Seraphim Capital’s Space Venture Fund wants to speed up the commercialisation of space by investing in small to medium-sized businesses developing cheaper and more accessible technologies.
It will also target firms focused on artificial intelligence, robot and autonomous systems, and advanced materials such as nanotechnology.
Planemaker Airbus, space tech firm e2v and Thales, the French defence company, have already thrown their weight behind the fund after investing undisclosed sums.
Seraphim also agreed a tie-up with the European Space Agency (ESA) this summer to access promising start-ups through its 11 incubators across Europe.
The company declined to comment on how much it has raised so far.
“Reception to the fund has been strong – which you can see from the leading industry players that have come on board – and significant commitments have already been made,” one source close to the fundraising told City A.M.
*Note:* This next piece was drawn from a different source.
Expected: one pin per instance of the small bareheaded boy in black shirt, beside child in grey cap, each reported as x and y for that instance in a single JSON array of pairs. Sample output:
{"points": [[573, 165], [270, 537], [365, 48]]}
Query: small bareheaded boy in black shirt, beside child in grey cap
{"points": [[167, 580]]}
The UK space sector generated £12bn in turnover last year – 6.5 per cent of the global market – and has grown at eight per cent per year since 2008, according to recent industry reports.
The government has set a goal to increase the UK’s share of the global space market to 10 per cent by 2030. However, according to Seraphim the business of space is still costly and developments are slow.
“Historically the space sector has developed all technology requirements in-house... This has led to lengthy development cycles, high costs and over-engineered solutions,” Seraphim said.
The fund will have a 10-year life and a portfolio of around 20 companies. It will make initial investments of up to £2m and participate in further rounds of up to £12m.